The visualization of static one-class point data extended with statistical analysis of the data was explored in [WAG05] and [WAG06]. The statistic indicators of point cloud shape and point distribution are used for proposing interesting two dimensional projections of the originally multi-dimensional data for further visual inspection. This approach is however limited to static data without entity groupings (only one class of data).

In the dynamic case, the ESDA toolkit [BK04] offers the possibility to visualize hulls around trajectories and calculate and visualize the central tendency and dispersion of the group movement. This approach does not include further analysis of the data or other visual abstractions and is mainly suitable for entities moving together.

4.2.5. Summary

The algorithmic analysis of two-dimensional time dependent data is mainly concerned with the similarity and the clustering of trajectories. The similarity measures used are mainly based on direct trajectory or feature vector representation. The clustering algorithms used include, for example, k-means, density-based and probabilistic approaches. In 2007, we presented a system for visual representation of clusters of trajectories using SOM.

Additionally, there are approaches for trajectory aggregation and clustering of sub-trajectories.

The visualization approaches for two-dimensional dynamic data include 2D and 3D animation and trajectory techniques based on scatterplot framework.

The visual analysis of two-dimensional time-dependent data without grouping information combines the above-mentioned algorithmic analysis with interactive visualizations for exploration of the data space.

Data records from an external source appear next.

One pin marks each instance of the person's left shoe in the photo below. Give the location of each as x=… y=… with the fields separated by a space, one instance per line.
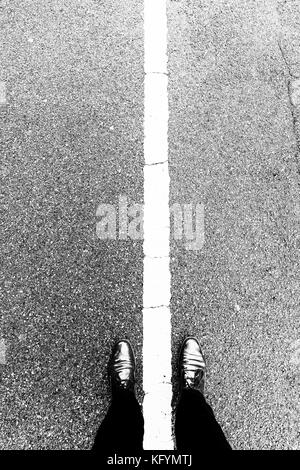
x=122 y=367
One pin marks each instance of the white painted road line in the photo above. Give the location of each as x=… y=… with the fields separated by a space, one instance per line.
x=156 y=211
x=157 y=278
x=156 y=118
x=2 y=93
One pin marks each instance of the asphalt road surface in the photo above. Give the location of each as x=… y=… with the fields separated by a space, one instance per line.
x=71 y=112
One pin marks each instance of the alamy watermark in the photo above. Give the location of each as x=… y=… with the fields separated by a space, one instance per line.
x=125 y=221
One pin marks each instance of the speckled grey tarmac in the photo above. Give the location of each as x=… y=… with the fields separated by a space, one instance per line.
x=233 y=147
x=72 y=138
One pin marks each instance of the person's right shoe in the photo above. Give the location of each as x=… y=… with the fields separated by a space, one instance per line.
x=192 y=366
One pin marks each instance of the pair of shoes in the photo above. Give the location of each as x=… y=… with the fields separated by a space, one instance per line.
x=191 y=366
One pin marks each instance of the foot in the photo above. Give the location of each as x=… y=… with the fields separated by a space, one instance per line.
x=122 y=367
x=192 y=365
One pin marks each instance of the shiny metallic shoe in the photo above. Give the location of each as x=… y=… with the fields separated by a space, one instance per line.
x=192 y=365
x=122 y=367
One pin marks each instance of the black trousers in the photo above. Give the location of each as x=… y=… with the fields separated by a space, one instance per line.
x=196 y=428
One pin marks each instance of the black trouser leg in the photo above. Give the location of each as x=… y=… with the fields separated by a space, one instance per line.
x=196 y=428
x=122 y=429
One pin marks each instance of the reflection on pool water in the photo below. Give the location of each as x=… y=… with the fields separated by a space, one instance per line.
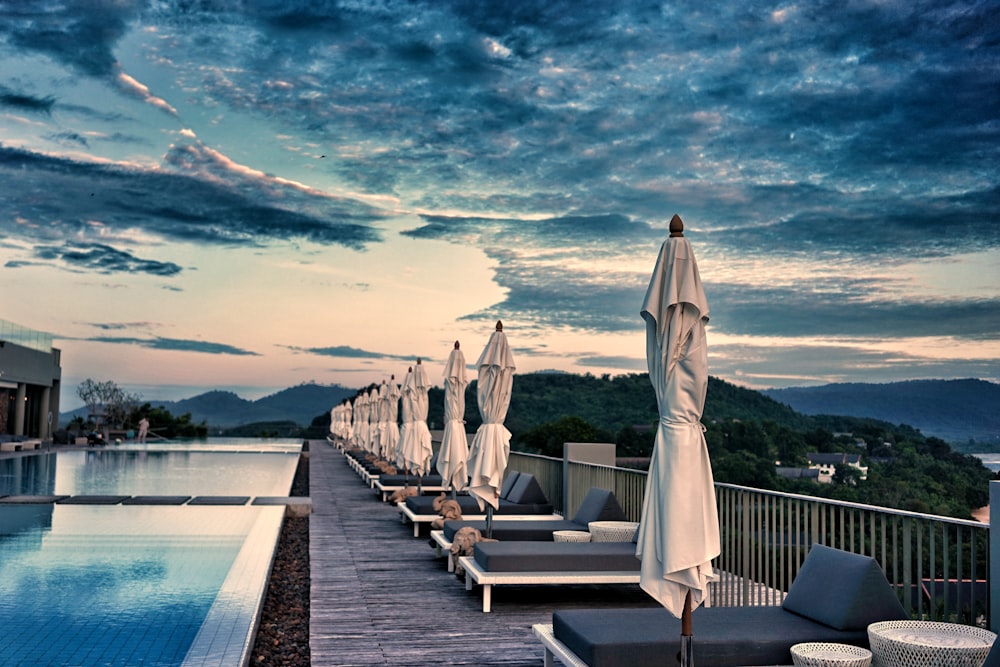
x=233 y=469
x=118 y=586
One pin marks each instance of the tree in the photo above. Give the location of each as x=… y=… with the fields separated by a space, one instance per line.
x=107 y=403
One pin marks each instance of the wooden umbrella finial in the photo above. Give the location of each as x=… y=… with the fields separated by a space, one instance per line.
x=676 y=226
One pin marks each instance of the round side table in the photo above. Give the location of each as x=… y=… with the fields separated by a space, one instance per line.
x=928 y=644
x=822 y=654
x=612 y=531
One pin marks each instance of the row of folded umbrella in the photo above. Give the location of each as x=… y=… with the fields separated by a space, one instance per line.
x=370 y=421
x=679 y=527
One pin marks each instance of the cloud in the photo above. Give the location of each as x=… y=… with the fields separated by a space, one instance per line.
x=101 y=258
x=82 y=36
x=175 y=344
x=618 y=361
x=788 y=311
x=227 y=209
x=15 y=100
x=348 y=352
x=806 y=364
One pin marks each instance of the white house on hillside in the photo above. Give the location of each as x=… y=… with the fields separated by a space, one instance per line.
x=827 y=464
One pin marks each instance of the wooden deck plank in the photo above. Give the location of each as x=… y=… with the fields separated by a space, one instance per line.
x=380 y=597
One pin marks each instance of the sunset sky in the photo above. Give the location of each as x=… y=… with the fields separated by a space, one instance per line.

The approaches for groups of data in the dynamic case are rare. In the static case, statistic analysis of a point cloud has been used for finding interesting views on the data. In the dynamic case, visual abstractions (e.g., hulls, mid-points) are used for visualization suitable for data exploration.

In summary, the tight integration of algorithmic analysis with interactive visualization steered by the user for analysis of trajectories both in individual and group case has not been extensively explored. Individual fields include a variety of methods which are applied mainly separately. Moreover, there are only few approaches for visual analysis of this type of data.